BEFORE WE GET STARTED ...
Man, Sage Steele is rockin' this salmon coloured blouse and black slacks, looking every bit the role of my unattainable fantasy woman!!
She NEVER would have spoken to me in high school. I don't think she would have paid me no never mind in college either. But if someone would have dared me, I would have taken a run at her. Hey, that is what I do!
Tonight, on 'How I Met Your Mother', Barney Stillson reaches a milestone of knocking off 200 women. I laughed at the commercial when it ran on 'The Amazing Race', watching it with AKA. She couldn't (or didn't want to) see the humour in it, but for me it meant ... aw, I am STILL not telling!
Changing up my workout patterns. Going to run in the afternoon during the week and the mornings on the weekends. I think that I am going to go on and buy a new bike ... this one has too much bad juju for me ...
AT THE CENTER OF THE CROSSROADS ...
... a nice, crisp $100 dollar bill. The question is, who will be the first down their path to reach the money?

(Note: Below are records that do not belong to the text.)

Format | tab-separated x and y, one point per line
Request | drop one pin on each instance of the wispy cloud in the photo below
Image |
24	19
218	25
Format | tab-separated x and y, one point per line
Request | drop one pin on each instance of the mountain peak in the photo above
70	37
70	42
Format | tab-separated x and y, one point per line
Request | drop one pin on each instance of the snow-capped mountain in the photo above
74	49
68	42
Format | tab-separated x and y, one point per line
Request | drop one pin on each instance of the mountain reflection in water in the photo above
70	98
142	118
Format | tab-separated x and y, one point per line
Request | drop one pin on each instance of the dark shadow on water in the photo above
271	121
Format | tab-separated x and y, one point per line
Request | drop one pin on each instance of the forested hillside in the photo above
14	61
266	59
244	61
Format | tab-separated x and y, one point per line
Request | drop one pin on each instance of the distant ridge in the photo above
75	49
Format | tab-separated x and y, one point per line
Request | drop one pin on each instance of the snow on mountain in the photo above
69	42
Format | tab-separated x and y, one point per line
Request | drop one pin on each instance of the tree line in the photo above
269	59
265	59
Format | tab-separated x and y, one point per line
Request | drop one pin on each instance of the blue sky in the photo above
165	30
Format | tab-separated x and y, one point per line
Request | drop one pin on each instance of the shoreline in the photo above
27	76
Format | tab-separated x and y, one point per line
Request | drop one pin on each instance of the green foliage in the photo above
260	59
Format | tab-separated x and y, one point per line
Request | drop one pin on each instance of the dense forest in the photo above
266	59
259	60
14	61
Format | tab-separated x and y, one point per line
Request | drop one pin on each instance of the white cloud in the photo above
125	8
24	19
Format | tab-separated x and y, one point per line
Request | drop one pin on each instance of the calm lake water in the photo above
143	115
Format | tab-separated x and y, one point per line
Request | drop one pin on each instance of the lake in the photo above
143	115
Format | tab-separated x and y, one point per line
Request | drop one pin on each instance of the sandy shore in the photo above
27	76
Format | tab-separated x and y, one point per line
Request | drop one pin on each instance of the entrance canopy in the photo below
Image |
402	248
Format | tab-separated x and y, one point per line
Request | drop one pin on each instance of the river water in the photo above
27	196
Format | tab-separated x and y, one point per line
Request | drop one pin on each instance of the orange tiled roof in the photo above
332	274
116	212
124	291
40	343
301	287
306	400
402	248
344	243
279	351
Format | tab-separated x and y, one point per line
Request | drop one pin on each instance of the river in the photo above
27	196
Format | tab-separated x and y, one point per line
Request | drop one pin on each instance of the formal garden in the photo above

At one path is Santa Claus. Don't think he needs a formal introduction. Neither does the character at the start of another path, the Easter bunny. Now the other two characters ... well, they do need a little more detail.
One is the ultimate male partner for a heterosexual relationship. This guy is able to rock out to some Pantera after a corporate board meeting, or swoop you up in his Cristal loaded Hummer, to take you to the Jay Z concert and later cruise on his yacht, when he isn't off starring for an NBA team or performing brain surgery.
He is loving and thoughtful, and has a sentimental streak a mile wide. He adores you, doesn't mind your girls night out, and has not an issue with you and your other male friends. He has the most elegant Marquis cut ring to propose to you with, after he wins his back to back NBA titles to cap off his league leading scoring and MVP titles.
... and then, there is THIS guy.
BEHIND DOOR NUMBER FOUR
Looking like K-Fed, with as much street cred as Vanilla Ice, tossing back a forty is this high school, vocational school, charm school, and any other kind of school dropout. He has slept with a friend of yours, and is uncomfortably chummy with your younger sister. He hasn't held a decent job since the Bush Presidency (I mean, the FIRST BUSH presidency, as a cart rustler/stock boy at the grocery store). He primarily spends his days playing X-Box with his friends, and still thinks that his 'mad skillz' weren't appreciated on his high school JV team, and that if he could get a shot at an NBA camp, he could be the next Kobe.
Not to mention that he is a chauvanist, as he waits on your paycheck to fund his beer/weed jones. This is the kind of guy that has dominated the scene of women's lives for years, until they are bitter towards all the lost time spent in a relationship with him. Ovaries are shutting down, boobs are sagging, and damn, when did 38 get here? kind of time has been used up.
Which one of these people will get to the $100 dollar bill first? For a kick, lets put a female ... one that I know, say Tee Jay, or Mookie, perhaps my ex wife will be able to choose the path to the one of these four guys that is going to get to the money first. So, which of these guys will make the couple that can go have a nice dinner with the money at the center of the cross roads?